During the Lower Dryad period, Mesopotamian and Palestinian sites became abandoned because the climate became hot and dry. Settlements moved to higher, cooler ground, such as Anatolia in Turkey. Discussions with archaeologists indicated that near the flood date (within the tolerane of the dating), a completely new people spread into the areas surrounding the Black Sea. This people was an agricultural society, and artistically advanced. The same type of pottery, agriculture, and building method were fairly uniform among all these people. Linguists also track Western languages back to a common Indo-European language, which is the root of the languages where these people spread.

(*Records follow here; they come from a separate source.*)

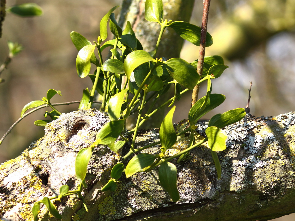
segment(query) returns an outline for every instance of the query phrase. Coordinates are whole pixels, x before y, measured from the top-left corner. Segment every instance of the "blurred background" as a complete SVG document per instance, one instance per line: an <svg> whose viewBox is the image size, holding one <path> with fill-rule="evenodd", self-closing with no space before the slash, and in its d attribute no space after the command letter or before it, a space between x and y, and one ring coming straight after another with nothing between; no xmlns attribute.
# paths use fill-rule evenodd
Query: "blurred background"
<svg viewBox="0 0 295 221"><path fill-rule="evenodd" d="M91 42L96 41L100 19L110 8L121 3L120 0L29 1L40 6L43 15L24 18L7 13L0 39L1 63L9 53L8 40L24 48L1 75L6 81L0 84L1 137L19 117L26 104L41 99L49 89L63 94L54 97L53 103L81 99L83 89L91 87L91 84L89 78L80 78L77 74L78 51L70 33L75 31ZM11 0L7 6L27 2ZM200 26L202 10L203 1L196 0L191 23ZM204 119L245 108L251 81L250 113L273 116L294 111L295 0L212 0L208 30L214 44L206 48L206 55L222 56L230 68L212 81L213 92L224 94L226 100ZM198 58L199 49L185 42L181 57L191 62ZM200 97L204 96L206 86L201 86ZM190 92L175 103L174 122L187 118L191 99ZM67 112L78 106L60 106L58 109ZM31 114L13 130L0 146L0 163L17 156L43 135L44 128L34 122L44 119L46 110L49 109ZM295 220L295 216L279 219L275 220Z"/></svg>

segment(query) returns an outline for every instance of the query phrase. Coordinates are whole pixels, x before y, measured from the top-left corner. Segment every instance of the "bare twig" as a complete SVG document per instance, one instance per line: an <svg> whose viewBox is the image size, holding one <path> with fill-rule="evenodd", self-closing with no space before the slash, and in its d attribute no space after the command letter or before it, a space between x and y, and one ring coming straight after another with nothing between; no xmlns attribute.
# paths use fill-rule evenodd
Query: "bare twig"
<svg viewBox="0 0 295 221"><path fill-rule="evenodd" d="M203 18L202 19L202 26L201 27L201 39L199 50L199 58L197 66L197 72L199 75L202 76L203 66L204 64L204 57L206 47L206 36L207 35L207 26L208 23L208 14L210 6L211 0L204 0L204 9L203 10ZM198 100L199 85L195 86L193 91L191 98L191 106L192 106Z"/></svg>
<svg viewBox="0 0 295 221"><path fill-rule="evenodd" d="M248 90L249 91L249 96L248 99L248 103L247 104L247 106L246 106L246 108L245 108L245 111L247 114L249 114L250 113L250 108L249 108L249 104L250 103L250 99L251 98L251 87L252 87L252 81L250 82L250 88Z"/></svg>
<svg viewBox="0 0 295 221"><path fill-rule="evenodd" d="M78 104L80 103L80 102L81 101L71 101L70 102L65 102L64 103L57 103L56 104L52 104L52 105L53 106L58 106L60 105L68 105L69 104ZM99 102L98 101L94 101L93 103L97 103L98 104L101 104L101 102ZM26 114L24 114L24 115L22 117L21 117L19 119L17 120L12 125L10 128L8 129L8 130L7 131L6 133L5 133L5 134L2 137L1 140L0 140L0 145L1 145L1 144L2 143L2 142L3 140L5 138L6 136L8 135L8 134L10 132L10 131L11 131L12 130L14 127L20 121L22 120L25 117L26 117L28 115L31 114L32 113L35 112L36 111L40 109L42 109L42 108L44 108L44 107L49 107L49 105L47 104L45 104L44 105L42 105L42 106L40 106L40 107L36 107L35 108L35 109L32 110Z"/></svg>

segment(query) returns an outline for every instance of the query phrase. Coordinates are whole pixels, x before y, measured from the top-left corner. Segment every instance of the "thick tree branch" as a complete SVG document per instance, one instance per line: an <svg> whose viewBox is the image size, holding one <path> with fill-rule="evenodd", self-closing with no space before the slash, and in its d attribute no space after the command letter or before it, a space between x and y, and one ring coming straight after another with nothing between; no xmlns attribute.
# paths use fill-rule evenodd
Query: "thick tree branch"
<svg viewBox="0 0 295 221"><path fill-rule="evenodd" d="M45 127L45 136L17 158L0 166L0 217L7 221L30 220L31 207L44 196L58 195L62 185L70 190L78 184L73 162L78 151L89 146L96 132L108 121L95 109L63 114ZM207 123L199 122L196 142L203 139ZM186 121L176 128L188 126ZM95 149L84 189L89 210L77 197L54 203L63 220L266 220L295 212L295 113L273 118L249 115L224 129L227 148L218 153L222 178L217 174L204 143L183 161L172 162L178 171L180 199L172 202L161 187L158 168L127 179L123 174L116 190L101 192L110 169L121 157L106 145ZM159 140L158 129L139 132L135 148ZM186 148L189 132L178 137L167 157ZM126 135L125 135L126 136ZM120 151L130 149L130 142ZM142 153L158 153L158 145ZM130 156L130 158L132 157ZM41 208L40 220L55 220Z"/></svg>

Ryan and Pitman theorize that people came to the freshwater lake due to the nice climate around it, in contrast to the dry surrounding areas. There the cultural exchange led to the discovery of agriculture, the domestication of grains, a flourishing of art, and a common Indo-European language. When the flood came at the rate of about a mile a day, people fled outward depending on the side of the lake they were on. They displaced or intermarried with the existing people, expanding throughout Europe, the Caucuses, and Mesopotamia. (The only remnants of the original people are the Basques in remote Spain.)

The reconstruction of Noah’s flood, based on Ryan and Pitman, with a few additions of my own, would look something similar to this. On the eve of the flood, someone at the top of the Bosporus could see the Mediterranean lapping at the dam, which sat 350 feet above a basin with a lake in the distance. The stories all talk about a warning of the impending flood. Either God warns Noah in time for him to build a boat and fill it with domesticated plants and animals. In one story the ark is a simple boat, in which case a quick-thinking sailor-farmer realized what the thunderous noise in the distance and the earth’s trembling meant, and hastily loaded his necessities into his boat and fled. At any rate, Noah enters the ark, during a rainstorm, which breaks the dam, and the water rises, as if the fountains of the deep were opened. Once the water reached a settlement, staying ahead of the flood required walking a mile a day. While not difficult in itself, an agrarian society would be less skilled in hunting, especially as it reached dryer arias beyond the original lake. Many may have perished not from the immediate flood, but from hunger on the way. Noah (and others like him) floating on the middle of the Black Sea would have seen only water, as if the whole earth were flooded. Eventually his ark reached northern Turkey, where he finds dry land and begins farming. The presence of fossils on mountain tops validated the flood of the whole earth to his descendents, who progressively moved south. Because they were farmers, they could irrigate the dry areas between the Tigris and Euphrates, starting a new, great civilization in the fertile (but hot and dry) ground. Oral history preserved memory of the event, altered by culture, but not in the main story elements. The author of Genesis incorporated this story, but corrected the nature of God (or if God warned the original Noah, reverted the nature of God).

This book is well-written, giving a narration of how Ryan and Pitman arrived at this theory over the course of several decades. The writing covers the human-interest side of science, in particular the actual process of discovery/interpretation. At the same time, the science is clearly and thoroughly explained. The only deficiency in the book is if you just want to know the answer, in which case you must read through stories of background discoveries.  Even if you only are looking for the answer, you will likely get a lot better understanding of history, oceanography, and archaeology in the process. Well written, and engaging; definitely a good read.


Review: 9
The scientific explanations are done by the actual scientists, and are very clearly explained. I have a science background, so it is hard for me to say, but I think non-scientists can understand the explanations with no problem. I am also impressed at the quality of the writing, which is very engaging. Very accessible, and quite thorough. It would be nice to see some opposing viewpoints, but the authors are clearly trying to simply explain their theory, which at the time was the only one.